Her story: Of Non-American Blacks and the Oppression Olympics

RASHMEE ROSHAN LALL November 24, 2013

AMERICANAH_AD3I read Chimamanda Ngozi Adichi’s third novel ‘Americanah’ in 10 hours flat. It’s a fat book, so that’s a bit of a feat. Testimony not to how fast I read (though I admit to being a bit modest – I do read very fast) but how well Ms Adichi writes, how little affectation there is in her storytelling, how pitch perfect her prose.

As she has displayed in her other, beautiful novels, Purple Hibiscus and Half of a Yellow Sun, Ms Adichi is able to beautifully and seamlessly combine a love story with a strong comment on identity, loss and loneliness.

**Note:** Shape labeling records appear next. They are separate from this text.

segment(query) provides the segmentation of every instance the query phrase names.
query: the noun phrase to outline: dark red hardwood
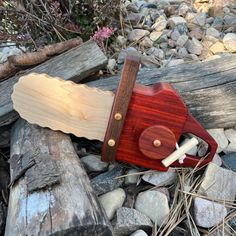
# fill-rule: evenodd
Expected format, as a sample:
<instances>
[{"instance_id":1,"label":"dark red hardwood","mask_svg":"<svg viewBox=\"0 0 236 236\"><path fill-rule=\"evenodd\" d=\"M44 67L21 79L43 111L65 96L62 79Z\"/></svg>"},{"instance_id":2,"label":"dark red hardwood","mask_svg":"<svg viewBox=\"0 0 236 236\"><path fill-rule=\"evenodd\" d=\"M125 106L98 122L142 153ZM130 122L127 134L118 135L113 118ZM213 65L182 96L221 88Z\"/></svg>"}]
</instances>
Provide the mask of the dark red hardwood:
<instances>
[{"instance_id":1,"label":"dark red hardwood","mask_svg":"<svg viewBox=\"0 0 236 236\"><path fill-rule=\"evenodd\" d=\"M152 87L136 84L116 160L167 171L161 160L175 150L176 142L184 133L192 133L208 143L208 155L200 166L211 161L217 149L215 140L189 114L174 88L168 83L158 83ZM155 139L161 141L160 147L153 145ZM199 160L199 157L187 155L183 164L175 162L171 166L194 167Z\"/></svg>"}]
</instances>

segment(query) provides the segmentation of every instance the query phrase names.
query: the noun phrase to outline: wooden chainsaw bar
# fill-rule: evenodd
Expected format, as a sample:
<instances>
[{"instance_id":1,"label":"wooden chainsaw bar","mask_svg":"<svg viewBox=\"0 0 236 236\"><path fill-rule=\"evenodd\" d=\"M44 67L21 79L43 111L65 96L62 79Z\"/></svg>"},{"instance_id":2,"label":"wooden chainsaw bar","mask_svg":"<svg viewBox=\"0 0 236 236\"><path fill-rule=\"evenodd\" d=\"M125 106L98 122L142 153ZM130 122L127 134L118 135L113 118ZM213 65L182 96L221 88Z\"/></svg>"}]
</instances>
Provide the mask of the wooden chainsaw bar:
<instances>
[{"instance_id":1,"label":"wooden chainsaw bar","mask_svg":"<svg viewBox=\"0 0 236 236\"><path fill-rule=\"evenodd\" d=\"M139 65L140 57L135 55L128 55L126 57L104 138L102 148L103 161L115 161L116 151L119 146L120 135L125 122Z\"/></svg>"}]
</instances>

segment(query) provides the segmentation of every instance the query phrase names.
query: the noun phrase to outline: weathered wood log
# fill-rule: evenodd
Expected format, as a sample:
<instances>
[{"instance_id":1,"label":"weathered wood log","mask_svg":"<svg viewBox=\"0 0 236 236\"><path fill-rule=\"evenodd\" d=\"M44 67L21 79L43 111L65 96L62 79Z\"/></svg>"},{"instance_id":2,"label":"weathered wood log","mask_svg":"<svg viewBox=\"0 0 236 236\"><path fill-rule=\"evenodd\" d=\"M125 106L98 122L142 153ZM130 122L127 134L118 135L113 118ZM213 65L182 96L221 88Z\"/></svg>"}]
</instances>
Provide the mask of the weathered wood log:
<instances>
[{"instance_id":1,"label":"weathered wood log","mask_svg":"<svg viewBox=\"0 0 236 236\"><path fill-rule=\"evenodd\" d=\"M18 176L12 179L5 236L112 235L67 135L20 119L12 128L10 163L11 179Z\"/></svg>"},{"instance_id":2,"label":"weathered wood log","mask_svg":"<svg viewBox=\"0 0 236 236\"><path fill-rule=\"evenodd\" d=\"M13 85L19 77L28 73L47 73L59 76L64 80L81 81L89 75L103 68L107 58L93 41L88 41L81 46L73 48L58 55L39 66L16 75L0 83L0 126L10 124L18 116L13 111L11 94Z\"/></svg>"},{"instance_id":3,"label":"weathered wood log","mask_svg":"<svg viewBox=\"0 0 236 236\"><path fill-rule=\"evenodd\" d=\"M170 82L205 128L236 126L236 55L170 68L141 70L137 82L144 85ZM113 76L87 85L115 90L118 83L119 76Z\"/></svg>"}]
</instances>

In Purple Hibiscus, it was about religious zealotry, psychological and physical cruelty and the tender sprouting of hope within the main protagonist – 15-year-old Kambili –  and her brother that their lives will be better one day.

In Half of a Yellow Sun, it was the toll the Biafran war takes on six people – a high-ranking politician, a university professor, a British citizen, a houseboy and two sisters, Olanna and Kainene.

In Americanah, it is spirited student Ifemelu who finds that she has become black when she arrives in America from Nigeria and quite suddenly loses her new interest in race when she returns.

The novel is a masterful dissection of race, particularly in the US and Ms Adichi can probably take credit for ferrying the Non-American Black mainstream, as also the Oppression Olympics, which is “what smart liberal Americans say to make you feel stupid and to make you shut up (when you talk about racism).”